This is a workflow for using clusterProfiler software to perform GO and KEGG enrichment analysis for gene lists from rice. The gene annotations are the key to these analyses. For GO annotaion, two types of sources are used here: 1. self-curated annotations derived from public rice databases, i.e. RAP-DB and OryzaBase, and 2. GO annotatons from a bioconductor package, AnnotationHub. For KEGG annotation, the gene annotation is directly retrieved from the KEGG database when using the clusterProfiler enrichment function.

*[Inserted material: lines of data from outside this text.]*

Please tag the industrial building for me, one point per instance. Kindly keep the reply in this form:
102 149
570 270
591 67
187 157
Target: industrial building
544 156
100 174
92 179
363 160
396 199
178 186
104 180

RNA-seq data analysis has been streamlined, and functional enrichment analysis is a critical step to provide biological insights on the results. Enrichment analysis, or over-representative analysis, is to examine whether a gene ontology or a biological pathway is enriched in the target gene list more than is expected by chance. Many tools were developed to contain both annotation files and enrichment test functions to streamline this process. However, some plant species may still lack of gene annotation information, which could be an obstacle for the functional enrichment analysis. For instance, only 20 GO annotation databases were available under OrgDb from Bioconductor, where only one is the plant species, Arabidopsis. In this protocol, I focus on performing functional enrichment analysis on genes of rice, a model organism for the grass family, using one of the most commonly used enrichment analysis R software clusterProfiler (Yu et al., 2012). I provide a step-by-step instruction using annotation information obtained from two different ways. The scripts are mainly the R scripts, with some Bash command lines for curating a GO annotation file.
-
Running environment:
- Part of the the workflow is Bash script that is run on the Linux system (Ubuntu 18.04.5 LTS). The rest are R scripts which are run in RStudio (1.4.1717) on the macOS system.
-
Required R software and versions:
Install required R packages through Biocondutor. Skip the packages that have already been installed.
if (!require("BiocManager", quietly = TRUE))
install.packages("BiocManager")
packages <- c("clusterProfiler", "GO.db", "AnnotationHub", "dplyr", "data.table", "ggplot2")
BiocManager::install(setdiff(packages, rownames(installed.packages())))
- Target gene list (genes.txt), background gene list (bkgd.txt, optional but recommended). The gene IDs are the RAP IDs in this protocol, e.g. Os01g0102500, Os01g0106300. See the /input folder.
- The gene annotation file obtained from The Rice Annotation Project Database (RAP-DB), including both the GO annotation information and RAP gene ID to RAP transcript ID conversion information. This file is a large data table, where each row is an individual transcript ID, and each column is a gene annotation information, and "GO" is the column which contains the GO annotations which are extracted into the self-curated annotation files. Link.
- The gene annotation file from the OryzaBase website. This file is also a large data table, where each row is for a "Trait Gene ID", with annotations of "RAP ID" and "Gene Ontology", which are used for generating self-curated annotation files. Link.
- RAP ID to Entrez ID conversion table from the He Lab at Fujian Agriculture and Forestry University, China. Link.
- 1.1 Prepare rice gene GO annotation files curated from public annotation databases.
Run the command in Linux.
sh workflow/1_curate_rice_GO_annotation.sh
After this step, work on a local computer and run the following scripts in R.
Also, create two new folders: data and output. /data: to save intermediate result files. /output: to save the final files. Save the files from Step 1.1 into the /data folder.
- 1.2 Prepare the GO ID to GO name mapping files.
source("workflow/2_prep_GO_annotation_files.R")
Here are the resulting GO annotation files, TERM2NAME (optional but highly recommended), and TERM2GENE (required).
- 1.3 Run universal enrichment function, enricher.
source("workflow/3_run_enricher.R")
source("workflow/4_run_enrichGO.R")
source("workflow/5_run_enrichKEGG.R")
With the input gene lists, twenty-nine GO terms were enriched in the GO enrichment analysis using the self-curated annotation files, while none when using annoations from the AnnotationHub package. And eleven KEGG terms were enriched in the KEGG enrichment analysis using the annotation from the KEGG database. The result tables of the enriched GO/KEGG terms are in the /output folder, and the screenshots of the tables are shown below. The top 10 most statisitcally significant enriched GO and KEGG terms are visualized by dot plots, which are saved in the /figures folder and are shown below.
This code is free and open source, licensed under GPLv3.